Heterolysis and homolysis energies for some carbon-oxygen bonds

Article abstract of DOI:10.1021/ja00176a039

Methods described previously for obtaining heterolysis (ΔH_het) and homolysis (ΔH_homo) enthalpies for bonds that can be cleaved to produce resonance-stabilized carbenium ions, anions, and radicals are extended to the study of carbon-oxygen bonds through the reactions of resonance-stabilized carbenium ions with substituted phenoxide ions. Titration calorimetry was used to obtain the heat of heterolysis, and the second-harmonic ac voltammetry (SHACV) method was used to obtain reversible oxidation potentials for the anions. In several cases, the electrode reactions were so fast that reversible potentials were obtained only with the greatest difficulty.
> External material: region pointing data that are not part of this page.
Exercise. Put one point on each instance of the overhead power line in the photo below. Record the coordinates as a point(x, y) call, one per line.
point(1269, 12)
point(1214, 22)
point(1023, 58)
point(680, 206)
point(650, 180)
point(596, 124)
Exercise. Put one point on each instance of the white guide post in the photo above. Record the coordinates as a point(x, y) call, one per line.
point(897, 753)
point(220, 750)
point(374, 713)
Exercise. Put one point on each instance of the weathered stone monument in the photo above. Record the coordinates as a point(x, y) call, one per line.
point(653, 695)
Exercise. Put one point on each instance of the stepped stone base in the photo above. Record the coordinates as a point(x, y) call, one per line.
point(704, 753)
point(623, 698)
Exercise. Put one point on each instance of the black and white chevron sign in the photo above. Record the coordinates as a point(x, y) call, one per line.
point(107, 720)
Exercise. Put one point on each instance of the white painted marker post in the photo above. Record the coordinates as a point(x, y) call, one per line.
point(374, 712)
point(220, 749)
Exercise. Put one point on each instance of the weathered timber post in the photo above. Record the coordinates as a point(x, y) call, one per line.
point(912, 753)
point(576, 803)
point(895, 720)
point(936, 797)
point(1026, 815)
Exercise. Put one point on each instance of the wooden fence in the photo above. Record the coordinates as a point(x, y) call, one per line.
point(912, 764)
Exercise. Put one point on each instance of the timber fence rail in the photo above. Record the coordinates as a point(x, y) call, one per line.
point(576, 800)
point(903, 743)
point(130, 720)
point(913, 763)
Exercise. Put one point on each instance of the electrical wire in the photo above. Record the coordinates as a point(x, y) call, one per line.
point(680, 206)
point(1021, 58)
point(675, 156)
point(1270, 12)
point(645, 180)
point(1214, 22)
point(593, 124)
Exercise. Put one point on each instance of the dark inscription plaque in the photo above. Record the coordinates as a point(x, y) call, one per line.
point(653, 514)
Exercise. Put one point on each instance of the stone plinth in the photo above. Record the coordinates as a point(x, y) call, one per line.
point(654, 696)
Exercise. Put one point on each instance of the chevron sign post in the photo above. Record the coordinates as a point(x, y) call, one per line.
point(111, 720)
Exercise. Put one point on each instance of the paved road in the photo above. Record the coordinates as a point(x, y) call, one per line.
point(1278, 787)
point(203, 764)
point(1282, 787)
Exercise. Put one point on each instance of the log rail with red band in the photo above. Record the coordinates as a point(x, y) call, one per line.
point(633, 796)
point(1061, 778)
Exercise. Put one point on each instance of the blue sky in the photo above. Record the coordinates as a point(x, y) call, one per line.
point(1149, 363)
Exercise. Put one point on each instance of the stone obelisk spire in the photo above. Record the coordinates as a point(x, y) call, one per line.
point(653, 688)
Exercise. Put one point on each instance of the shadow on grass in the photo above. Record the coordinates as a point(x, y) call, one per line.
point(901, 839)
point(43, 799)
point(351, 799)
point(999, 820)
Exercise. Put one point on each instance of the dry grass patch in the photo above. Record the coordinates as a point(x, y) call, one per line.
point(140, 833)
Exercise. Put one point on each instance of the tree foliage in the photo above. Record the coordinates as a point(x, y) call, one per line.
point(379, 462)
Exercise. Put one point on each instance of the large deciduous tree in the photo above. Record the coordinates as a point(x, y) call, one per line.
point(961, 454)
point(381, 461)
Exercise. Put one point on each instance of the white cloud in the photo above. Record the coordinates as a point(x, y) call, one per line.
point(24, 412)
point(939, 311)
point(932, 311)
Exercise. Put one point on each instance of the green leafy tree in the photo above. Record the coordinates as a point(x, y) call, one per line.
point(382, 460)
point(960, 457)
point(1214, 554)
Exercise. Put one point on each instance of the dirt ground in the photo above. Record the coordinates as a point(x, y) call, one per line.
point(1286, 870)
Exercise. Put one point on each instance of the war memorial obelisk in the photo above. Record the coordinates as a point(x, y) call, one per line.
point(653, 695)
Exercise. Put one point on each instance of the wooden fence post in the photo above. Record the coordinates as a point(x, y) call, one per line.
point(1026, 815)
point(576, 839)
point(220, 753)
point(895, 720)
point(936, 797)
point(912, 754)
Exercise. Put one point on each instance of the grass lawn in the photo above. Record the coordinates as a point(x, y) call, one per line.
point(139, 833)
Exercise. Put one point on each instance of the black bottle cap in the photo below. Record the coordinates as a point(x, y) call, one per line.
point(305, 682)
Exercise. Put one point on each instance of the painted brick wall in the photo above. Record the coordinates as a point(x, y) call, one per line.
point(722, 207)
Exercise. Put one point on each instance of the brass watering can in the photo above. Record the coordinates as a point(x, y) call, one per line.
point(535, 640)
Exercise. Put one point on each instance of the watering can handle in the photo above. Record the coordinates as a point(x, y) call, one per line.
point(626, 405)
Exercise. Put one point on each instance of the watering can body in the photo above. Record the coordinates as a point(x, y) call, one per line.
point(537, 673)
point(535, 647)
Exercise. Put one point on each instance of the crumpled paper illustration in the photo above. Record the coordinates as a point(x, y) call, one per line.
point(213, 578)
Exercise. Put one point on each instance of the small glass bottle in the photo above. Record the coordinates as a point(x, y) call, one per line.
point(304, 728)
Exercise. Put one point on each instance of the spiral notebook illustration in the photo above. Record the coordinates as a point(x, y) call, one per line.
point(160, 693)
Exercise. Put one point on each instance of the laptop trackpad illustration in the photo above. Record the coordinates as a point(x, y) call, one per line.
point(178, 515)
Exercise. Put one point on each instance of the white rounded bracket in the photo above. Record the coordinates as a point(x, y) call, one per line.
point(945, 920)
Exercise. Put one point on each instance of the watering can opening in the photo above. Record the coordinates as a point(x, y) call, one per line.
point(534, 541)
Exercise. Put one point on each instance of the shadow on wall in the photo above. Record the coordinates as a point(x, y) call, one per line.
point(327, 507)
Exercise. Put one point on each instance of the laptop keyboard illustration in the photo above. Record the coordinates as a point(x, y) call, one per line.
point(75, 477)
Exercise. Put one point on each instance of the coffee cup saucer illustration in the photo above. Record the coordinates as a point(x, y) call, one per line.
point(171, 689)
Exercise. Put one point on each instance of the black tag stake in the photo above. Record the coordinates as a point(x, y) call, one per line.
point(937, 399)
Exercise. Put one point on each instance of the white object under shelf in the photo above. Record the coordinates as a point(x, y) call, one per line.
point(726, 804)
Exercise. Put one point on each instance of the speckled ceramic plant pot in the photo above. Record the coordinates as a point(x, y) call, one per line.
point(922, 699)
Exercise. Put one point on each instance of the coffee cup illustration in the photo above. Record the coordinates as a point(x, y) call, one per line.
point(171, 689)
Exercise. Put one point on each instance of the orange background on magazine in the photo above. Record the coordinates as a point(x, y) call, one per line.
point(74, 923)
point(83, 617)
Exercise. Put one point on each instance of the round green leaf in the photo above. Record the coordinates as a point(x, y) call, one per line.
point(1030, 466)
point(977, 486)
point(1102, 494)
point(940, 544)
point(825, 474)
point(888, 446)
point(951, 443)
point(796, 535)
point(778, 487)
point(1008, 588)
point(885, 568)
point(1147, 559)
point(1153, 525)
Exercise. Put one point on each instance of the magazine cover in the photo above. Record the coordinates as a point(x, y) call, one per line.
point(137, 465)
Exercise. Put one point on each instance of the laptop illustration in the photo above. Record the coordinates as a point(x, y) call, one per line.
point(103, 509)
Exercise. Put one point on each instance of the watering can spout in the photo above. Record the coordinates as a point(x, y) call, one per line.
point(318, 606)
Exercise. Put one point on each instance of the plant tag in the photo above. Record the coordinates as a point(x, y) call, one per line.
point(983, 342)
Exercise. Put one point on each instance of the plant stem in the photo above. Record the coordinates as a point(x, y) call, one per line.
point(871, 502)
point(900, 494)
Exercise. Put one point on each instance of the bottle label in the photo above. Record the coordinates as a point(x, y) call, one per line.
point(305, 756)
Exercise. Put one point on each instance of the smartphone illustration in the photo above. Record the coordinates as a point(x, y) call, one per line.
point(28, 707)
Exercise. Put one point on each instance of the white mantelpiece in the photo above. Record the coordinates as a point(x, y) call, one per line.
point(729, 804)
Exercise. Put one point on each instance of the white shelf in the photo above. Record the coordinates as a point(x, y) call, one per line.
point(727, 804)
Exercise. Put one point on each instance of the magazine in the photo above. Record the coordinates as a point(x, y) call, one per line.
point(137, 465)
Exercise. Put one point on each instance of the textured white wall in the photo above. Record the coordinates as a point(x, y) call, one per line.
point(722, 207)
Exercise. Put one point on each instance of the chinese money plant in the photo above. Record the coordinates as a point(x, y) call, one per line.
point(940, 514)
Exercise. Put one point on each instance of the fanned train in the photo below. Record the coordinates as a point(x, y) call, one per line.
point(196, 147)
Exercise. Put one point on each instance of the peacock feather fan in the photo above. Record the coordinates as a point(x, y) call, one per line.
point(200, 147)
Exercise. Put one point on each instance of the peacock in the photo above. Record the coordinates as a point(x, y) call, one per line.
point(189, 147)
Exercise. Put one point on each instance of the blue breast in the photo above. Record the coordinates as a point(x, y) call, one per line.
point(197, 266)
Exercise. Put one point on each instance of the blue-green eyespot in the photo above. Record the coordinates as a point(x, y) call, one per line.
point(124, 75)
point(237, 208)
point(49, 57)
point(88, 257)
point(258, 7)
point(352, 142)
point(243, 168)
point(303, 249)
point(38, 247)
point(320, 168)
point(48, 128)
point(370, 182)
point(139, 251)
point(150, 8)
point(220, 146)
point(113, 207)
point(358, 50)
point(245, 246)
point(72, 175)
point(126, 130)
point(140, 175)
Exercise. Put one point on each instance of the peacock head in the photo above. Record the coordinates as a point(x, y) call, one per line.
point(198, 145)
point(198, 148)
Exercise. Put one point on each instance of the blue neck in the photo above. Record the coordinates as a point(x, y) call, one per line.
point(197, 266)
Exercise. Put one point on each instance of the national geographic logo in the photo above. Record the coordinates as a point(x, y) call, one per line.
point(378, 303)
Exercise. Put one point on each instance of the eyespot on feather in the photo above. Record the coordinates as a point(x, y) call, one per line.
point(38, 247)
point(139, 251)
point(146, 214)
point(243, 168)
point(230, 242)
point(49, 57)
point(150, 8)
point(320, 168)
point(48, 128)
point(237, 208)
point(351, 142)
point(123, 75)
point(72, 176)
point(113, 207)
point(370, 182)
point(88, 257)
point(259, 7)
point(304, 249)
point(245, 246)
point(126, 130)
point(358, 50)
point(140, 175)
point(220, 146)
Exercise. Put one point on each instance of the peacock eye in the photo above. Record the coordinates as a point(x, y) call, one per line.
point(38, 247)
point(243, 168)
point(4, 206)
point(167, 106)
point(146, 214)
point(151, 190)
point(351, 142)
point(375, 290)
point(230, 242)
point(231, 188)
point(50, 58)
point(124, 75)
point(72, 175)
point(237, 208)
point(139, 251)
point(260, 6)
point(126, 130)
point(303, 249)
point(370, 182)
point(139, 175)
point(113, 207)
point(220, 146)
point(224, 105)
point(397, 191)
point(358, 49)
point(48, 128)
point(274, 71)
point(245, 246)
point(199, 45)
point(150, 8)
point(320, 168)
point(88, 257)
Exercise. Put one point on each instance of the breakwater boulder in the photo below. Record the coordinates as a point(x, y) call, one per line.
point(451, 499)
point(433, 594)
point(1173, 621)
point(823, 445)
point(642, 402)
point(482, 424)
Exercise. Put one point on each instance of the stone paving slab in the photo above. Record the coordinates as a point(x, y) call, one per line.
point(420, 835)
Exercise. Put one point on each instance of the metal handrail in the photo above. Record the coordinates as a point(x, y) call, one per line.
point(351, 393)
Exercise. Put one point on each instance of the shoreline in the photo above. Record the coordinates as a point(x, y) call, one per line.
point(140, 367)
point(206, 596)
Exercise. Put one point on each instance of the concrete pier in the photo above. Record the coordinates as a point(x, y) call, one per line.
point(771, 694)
Nonetheless, there is remarkably good agreement between these oxidation potentials for phenoxide ions obtained by electrochemical methods in sulfolane solution and those reported by others using entirely different techniques in different media. Such agreement provides unprecedented evidence for the soundness of the various methods used to study redox potentials of organic ions and radicals. As before, a wide variety of correlations was tested between ΔH_het and ΔH_homo. These two properties showed little correlation with each other, but ΔH_het gave good correlations between many properties for which neutral species are converted into ions or vice versa, such as redox potentials of both types of ions, the pK_as of the anions, or the free energies of electron transfer. In contrast to the earlier study of cleavage to carbanions and carbenium ions, the present ΔH_het values are predicted well by a general equation that employs the pK_R+ of the carbenium ion (without modification) and the pK_a of the phenol. The improvement is consistent with the fact that the cleavage of carbon-oxygen bonds of the triarylcarbinols used to establish the pK_R+ stability scale is a more appropriate model for the heterolysis of carbon-oxygen bonds in sulfolane at 25°C than it is for the cleavage of carbon-carbon bonds under the same conditions.